The deal, the largest-ever investment in the ride-hailing sector globally by an automaker, will see one Toyota executive appointed to Grab’s board of directors and a dedicated Toyota team member seconded to Grab as an executive officer, according to the Japanese company.
Both companies will further collaboration on data sharing technology to improve efficiency in ride-sharing. For example, more Grab vehicles will install Toyota’s data-transmission driving recorder and share information with other Grab rental cars throughout Southeast Asia. The two companies started cooperating in August 2017.
Gibson Dunn Los Angeles partner Keith Biancamano and Singapore partner Saptak Santra are leading a team advising Toyota.

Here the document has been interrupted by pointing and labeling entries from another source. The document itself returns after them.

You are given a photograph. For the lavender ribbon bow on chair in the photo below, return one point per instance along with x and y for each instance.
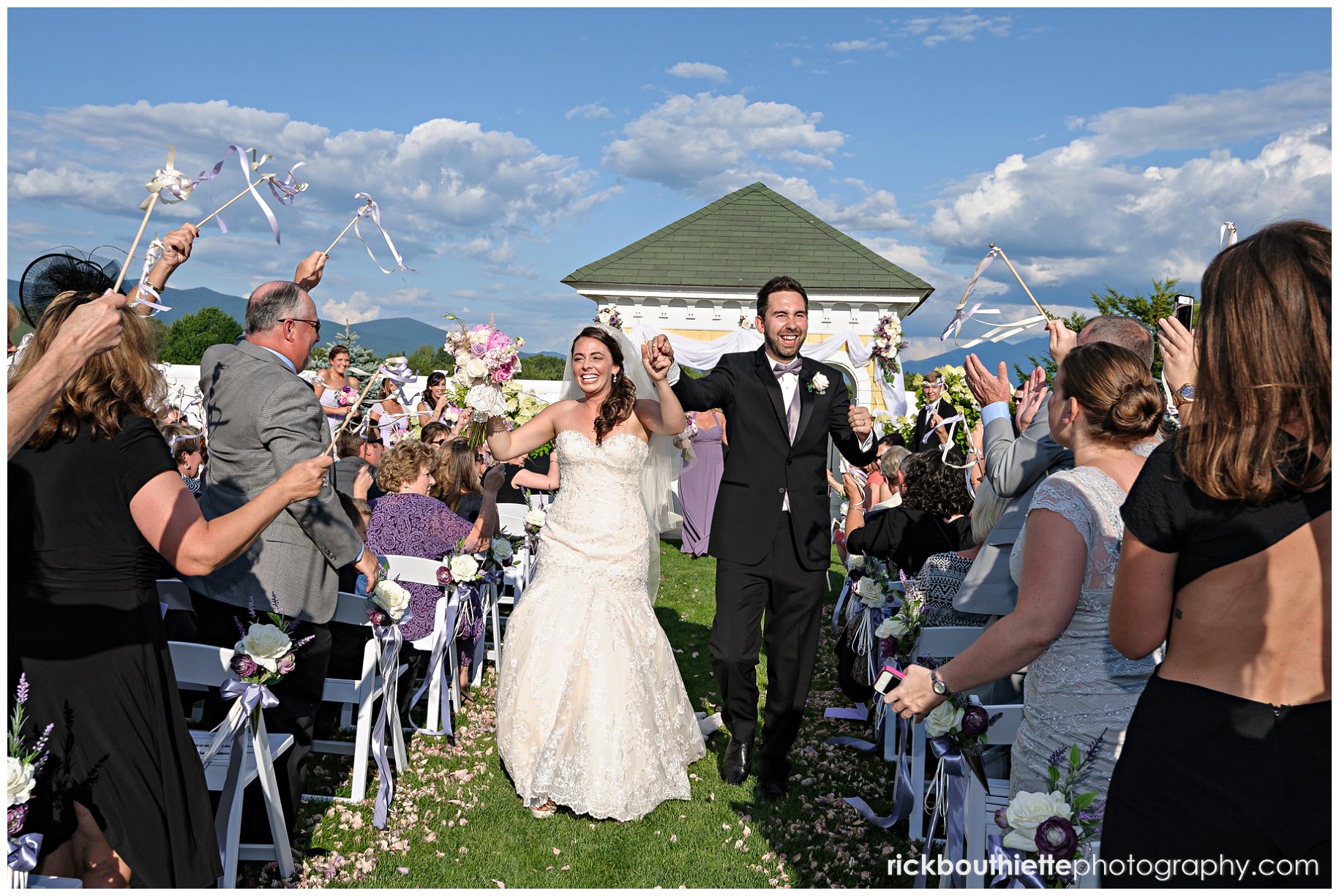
(948, 788)
(389, 647)
(23, 852)
(250, 697)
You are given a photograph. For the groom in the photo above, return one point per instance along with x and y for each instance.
(771, 532)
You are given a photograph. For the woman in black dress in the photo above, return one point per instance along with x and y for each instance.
(1227, 559)
(93, 496)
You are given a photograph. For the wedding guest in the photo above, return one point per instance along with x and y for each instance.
(188, 449)
(1077, 686)
(406, 520)
(1227, 557)
(356, 467)
(457, 480)
(94, 499)
(387, 414)
(330, 386)
(931, 519)
(434, 399)
(943, 573)
(699, 478)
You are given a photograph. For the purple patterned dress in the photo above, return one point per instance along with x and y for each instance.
(698, 485)
(417, 525)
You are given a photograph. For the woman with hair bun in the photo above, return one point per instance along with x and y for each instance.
(1103, 402)
(1227, 557)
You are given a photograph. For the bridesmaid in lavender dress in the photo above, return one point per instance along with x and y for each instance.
(701, 478)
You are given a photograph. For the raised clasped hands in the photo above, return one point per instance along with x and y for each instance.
(658, 358)
(861, 421)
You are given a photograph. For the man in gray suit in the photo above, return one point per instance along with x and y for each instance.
(1016, 465)
(263, 420)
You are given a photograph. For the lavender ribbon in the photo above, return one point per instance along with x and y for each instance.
(23, 852)
(904, 799)
(372, 211)
(389, 646)
(248, 696)
(950, 789)
(1008, 857)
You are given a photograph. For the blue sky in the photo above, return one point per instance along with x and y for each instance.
(511, 146)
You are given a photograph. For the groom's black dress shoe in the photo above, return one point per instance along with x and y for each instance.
(771, 791)
(738, 762)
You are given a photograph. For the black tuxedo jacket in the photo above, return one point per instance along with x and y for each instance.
(923, 426)
(764, 465)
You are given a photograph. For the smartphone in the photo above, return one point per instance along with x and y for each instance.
(885, 679)
(1185, 309)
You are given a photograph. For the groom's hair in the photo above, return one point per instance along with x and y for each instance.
(779, 285)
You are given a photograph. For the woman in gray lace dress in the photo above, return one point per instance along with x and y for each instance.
(1079, 686)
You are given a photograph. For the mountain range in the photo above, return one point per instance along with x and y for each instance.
(402, 335)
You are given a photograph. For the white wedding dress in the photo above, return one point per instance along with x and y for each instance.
(592, 712)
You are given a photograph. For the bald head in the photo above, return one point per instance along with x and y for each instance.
(271, 301)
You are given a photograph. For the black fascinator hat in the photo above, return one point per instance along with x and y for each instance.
(59, 272)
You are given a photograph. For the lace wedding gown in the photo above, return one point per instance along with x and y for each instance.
(592, 712)
(1081, 685)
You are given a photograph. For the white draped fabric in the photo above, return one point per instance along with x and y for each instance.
(705, 355)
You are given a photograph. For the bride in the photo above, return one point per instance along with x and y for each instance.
(592, 712)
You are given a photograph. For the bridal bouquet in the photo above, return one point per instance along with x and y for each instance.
(1058, 824)
(23, 768)
(485, 359)
(346, 396)
(888, 342)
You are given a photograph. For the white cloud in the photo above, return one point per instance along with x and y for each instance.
(689, 140)
(590, 110)
(1077, 216)
(698, 70)
(358, 309)
(937, 30)
(858, 46)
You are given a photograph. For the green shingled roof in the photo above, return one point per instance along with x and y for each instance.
(743, 240)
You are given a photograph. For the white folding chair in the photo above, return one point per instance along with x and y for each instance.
(945, 642)
(982, 805)
(229, 775)
(424, 572)
(362, 691)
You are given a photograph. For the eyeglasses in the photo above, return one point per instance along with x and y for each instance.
(314, 325)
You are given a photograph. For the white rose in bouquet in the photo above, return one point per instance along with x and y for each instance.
(1026, 812)
(465, 568)
(869, 592)
(393, 598)
(890, 627)
(943, 718)
(477, 369)
(22, 780)
(266, 644)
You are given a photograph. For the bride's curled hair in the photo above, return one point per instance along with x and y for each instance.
(623, 396)
(1116, 390)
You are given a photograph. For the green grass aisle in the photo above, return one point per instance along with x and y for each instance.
(457, 820)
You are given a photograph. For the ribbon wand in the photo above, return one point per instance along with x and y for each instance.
(374, 378)
(166, 178)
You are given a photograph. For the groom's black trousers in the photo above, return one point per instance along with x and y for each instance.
(793, 602)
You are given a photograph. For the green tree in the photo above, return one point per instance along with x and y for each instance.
(1147, 309)
(543, 366)
(190, 335)
(425, 359)
(160, 333)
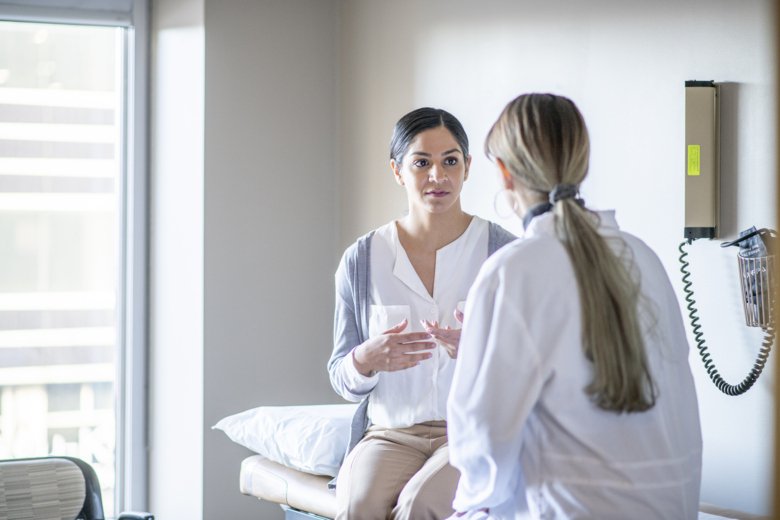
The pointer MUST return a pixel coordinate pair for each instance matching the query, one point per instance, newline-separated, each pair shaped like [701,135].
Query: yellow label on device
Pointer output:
[694,159]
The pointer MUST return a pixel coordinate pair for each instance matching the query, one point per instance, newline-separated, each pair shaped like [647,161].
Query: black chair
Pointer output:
[53,488]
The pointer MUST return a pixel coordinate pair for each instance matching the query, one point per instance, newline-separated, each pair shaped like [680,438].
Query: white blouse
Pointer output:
[407,397]
[524,435]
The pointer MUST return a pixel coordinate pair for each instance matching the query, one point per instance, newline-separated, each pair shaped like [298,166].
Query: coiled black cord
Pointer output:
[709,364]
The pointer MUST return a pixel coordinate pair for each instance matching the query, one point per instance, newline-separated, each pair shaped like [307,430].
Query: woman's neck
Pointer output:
[432,231]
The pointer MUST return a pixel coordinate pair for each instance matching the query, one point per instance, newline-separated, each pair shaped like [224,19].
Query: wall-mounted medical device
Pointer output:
[756,257]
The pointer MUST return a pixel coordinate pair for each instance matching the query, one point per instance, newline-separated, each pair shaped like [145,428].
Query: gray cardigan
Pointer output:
[350,327]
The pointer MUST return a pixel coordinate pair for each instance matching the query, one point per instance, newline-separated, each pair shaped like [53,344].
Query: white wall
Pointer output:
[270,220]
[176,261]
[624,64]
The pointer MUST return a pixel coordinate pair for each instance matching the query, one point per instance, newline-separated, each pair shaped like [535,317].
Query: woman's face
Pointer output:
[432,171]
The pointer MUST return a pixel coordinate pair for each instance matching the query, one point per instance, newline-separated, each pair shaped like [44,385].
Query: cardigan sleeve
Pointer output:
[344,377]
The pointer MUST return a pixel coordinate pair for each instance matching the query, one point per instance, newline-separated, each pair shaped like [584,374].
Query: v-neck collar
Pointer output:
[404,270]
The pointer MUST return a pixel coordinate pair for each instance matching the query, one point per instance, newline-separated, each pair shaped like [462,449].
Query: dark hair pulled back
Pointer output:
[419,120]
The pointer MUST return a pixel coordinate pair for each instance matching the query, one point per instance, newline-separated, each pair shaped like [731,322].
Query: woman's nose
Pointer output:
[437,174]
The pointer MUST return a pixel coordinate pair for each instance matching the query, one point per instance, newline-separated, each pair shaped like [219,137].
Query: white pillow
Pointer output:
[311,438]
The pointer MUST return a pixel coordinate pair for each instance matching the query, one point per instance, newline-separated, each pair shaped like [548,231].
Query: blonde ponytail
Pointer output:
[543,142]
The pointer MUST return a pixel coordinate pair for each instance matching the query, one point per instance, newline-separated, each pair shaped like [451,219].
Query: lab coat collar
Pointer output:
[544,224]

Hughes Hubbard & Reed New York partner Kenneth Lefkowitz is acting for regular client Grab. In March, Lefkowitz also represented the Singapore-based company on its acquisition of Uber Technologies Inc.’s Southeast Asian businesses. He also advised on Grab’s $2.5 billion funding round last year from SoftBank Group Corp. and China’s Didi Chuxing.
Grab said Toyota’s investment is part of an ongoing financing round following its merger with Uber in the region. Toyota has been an investor in Uber and has been discussing the development of self-driving car technology with the U.S.-based company. Singapore-based Grab said it facilitates 6 million rides per day in 217 cities in eight Southeast Asian countries.